After the release, in mid-September, Caparica directly flew to Spain to the most important Cinereous Vulture colony in Andalusia (southern Spain) with more than 100 breeding pairs, where it spent some days. Then, it continued north arriving at an area where the Spanish NGO AMUS-Acción por el Mundo Salvaje has implemented a project to promote the habitat of the Cinereous Vulture in 18.000 ha, where several estates are involved.

Improving food availability for vultures

One of the actions AMUS undertook was to promote the food availability for the Cinereous Vulture and other scavenger birds in collaboration with local livestock breeders. To do so, they allow the extensive livestock carcasses’ abandonment authorized by the sanitary rules (exclusively sheeps) and the construction of a vulture’s feeding station to deposit other livestock forbidden to be abandoned (mainly goats).

Thanks to this action, the food availability in this area is relatively high, and the presence of Cinereous and Griffon Vultures, as well as Red kites is very common, next to the occasional Spanish imperial eagle.

Caparica’s travels following the release

The food availability and the regular presence of vultures in this area probably attracted Caparica, as it visited one of AMUS’ feeding stations in this area on 5 April. So far in addition to Caparica, 9 Cinereous Vultures, 20 Griffon Vultures, 8 Red kites and 3 Black kites were observed in this feeding station.

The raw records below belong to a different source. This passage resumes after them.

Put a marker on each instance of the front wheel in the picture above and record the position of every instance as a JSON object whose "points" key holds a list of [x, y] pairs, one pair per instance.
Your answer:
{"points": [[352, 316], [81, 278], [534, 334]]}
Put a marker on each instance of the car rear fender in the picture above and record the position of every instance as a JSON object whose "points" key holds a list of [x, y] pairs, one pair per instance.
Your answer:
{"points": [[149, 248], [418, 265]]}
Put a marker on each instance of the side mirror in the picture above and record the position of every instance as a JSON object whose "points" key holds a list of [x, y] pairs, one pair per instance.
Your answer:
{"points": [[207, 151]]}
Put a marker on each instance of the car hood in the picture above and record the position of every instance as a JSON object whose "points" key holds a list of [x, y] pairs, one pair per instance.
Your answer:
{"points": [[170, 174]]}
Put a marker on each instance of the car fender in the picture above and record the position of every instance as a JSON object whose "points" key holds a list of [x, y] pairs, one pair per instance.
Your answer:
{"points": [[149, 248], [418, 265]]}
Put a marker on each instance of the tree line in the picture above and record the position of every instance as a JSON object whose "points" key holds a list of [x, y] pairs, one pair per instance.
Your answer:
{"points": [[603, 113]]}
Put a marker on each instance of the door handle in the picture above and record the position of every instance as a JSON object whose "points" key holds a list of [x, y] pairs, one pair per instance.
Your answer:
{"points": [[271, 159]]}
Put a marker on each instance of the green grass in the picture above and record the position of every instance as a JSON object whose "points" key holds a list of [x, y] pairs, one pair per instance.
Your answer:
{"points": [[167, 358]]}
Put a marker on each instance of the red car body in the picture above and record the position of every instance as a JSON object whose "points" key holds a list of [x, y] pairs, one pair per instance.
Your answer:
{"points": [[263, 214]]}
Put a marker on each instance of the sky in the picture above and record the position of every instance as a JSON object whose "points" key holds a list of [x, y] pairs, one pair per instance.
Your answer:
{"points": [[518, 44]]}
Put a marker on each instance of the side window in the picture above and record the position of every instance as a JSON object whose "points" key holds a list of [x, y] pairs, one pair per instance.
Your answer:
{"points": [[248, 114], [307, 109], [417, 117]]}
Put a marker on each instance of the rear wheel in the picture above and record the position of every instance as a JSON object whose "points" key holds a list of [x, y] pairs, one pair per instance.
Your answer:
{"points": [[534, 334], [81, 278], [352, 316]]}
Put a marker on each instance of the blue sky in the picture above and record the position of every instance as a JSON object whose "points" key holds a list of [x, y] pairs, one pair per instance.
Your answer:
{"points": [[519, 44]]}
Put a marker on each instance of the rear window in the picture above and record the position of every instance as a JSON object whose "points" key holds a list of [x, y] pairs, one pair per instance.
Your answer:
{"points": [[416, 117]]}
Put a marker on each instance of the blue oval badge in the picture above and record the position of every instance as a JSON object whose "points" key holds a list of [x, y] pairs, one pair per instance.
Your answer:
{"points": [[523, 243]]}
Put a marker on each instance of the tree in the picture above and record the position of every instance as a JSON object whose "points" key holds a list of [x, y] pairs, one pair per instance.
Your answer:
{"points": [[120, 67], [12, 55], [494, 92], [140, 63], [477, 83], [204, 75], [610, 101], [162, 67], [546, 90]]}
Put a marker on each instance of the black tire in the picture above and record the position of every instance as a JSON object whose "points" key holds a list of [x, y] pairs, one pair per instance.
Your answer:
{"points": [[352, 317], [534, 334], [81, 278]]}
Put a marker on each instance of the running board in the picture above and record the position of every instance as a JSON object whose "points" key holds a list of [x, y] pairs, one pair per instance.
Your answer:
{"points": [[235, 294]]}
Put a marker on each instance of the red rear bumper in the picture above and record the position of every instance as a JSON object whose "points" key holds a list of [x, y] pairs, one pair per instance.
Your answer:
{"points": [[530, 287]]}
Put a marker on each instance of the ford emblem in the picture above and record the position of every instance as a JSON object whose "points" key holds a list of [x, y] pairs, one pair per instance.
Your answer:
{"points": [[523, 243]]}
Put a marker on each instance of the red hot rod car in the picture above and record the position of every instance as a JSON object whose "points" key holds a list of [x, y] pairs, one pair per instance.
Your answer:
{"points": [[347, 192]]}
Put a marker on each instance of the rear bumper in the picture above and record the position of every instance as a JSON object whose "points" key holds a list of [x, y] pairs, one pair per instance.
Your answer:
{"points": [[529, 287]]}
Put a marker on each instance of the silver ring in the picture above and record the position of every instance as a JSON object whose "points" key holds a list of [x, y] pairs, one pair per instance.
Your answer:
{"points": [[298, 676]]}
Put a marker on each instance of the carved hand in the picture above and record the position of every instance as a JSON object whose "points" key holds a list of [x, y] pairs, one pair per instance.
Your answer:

Caparica arrived in this area some months ago, at the beginning of November 2019 and left at the end of January 2020, and travelled to central Spain. The bird then returned to this area at the beginning of March, where apparently, it still remains. It’s possible to monitor the movements of Caparica thanks to the GPS transmitter that we provided here at the VCF. Tracking the movements of vultures is an important tool that helps implement accurate conservation actions and will alert us whether Caparica needs help again, and so act accordingly.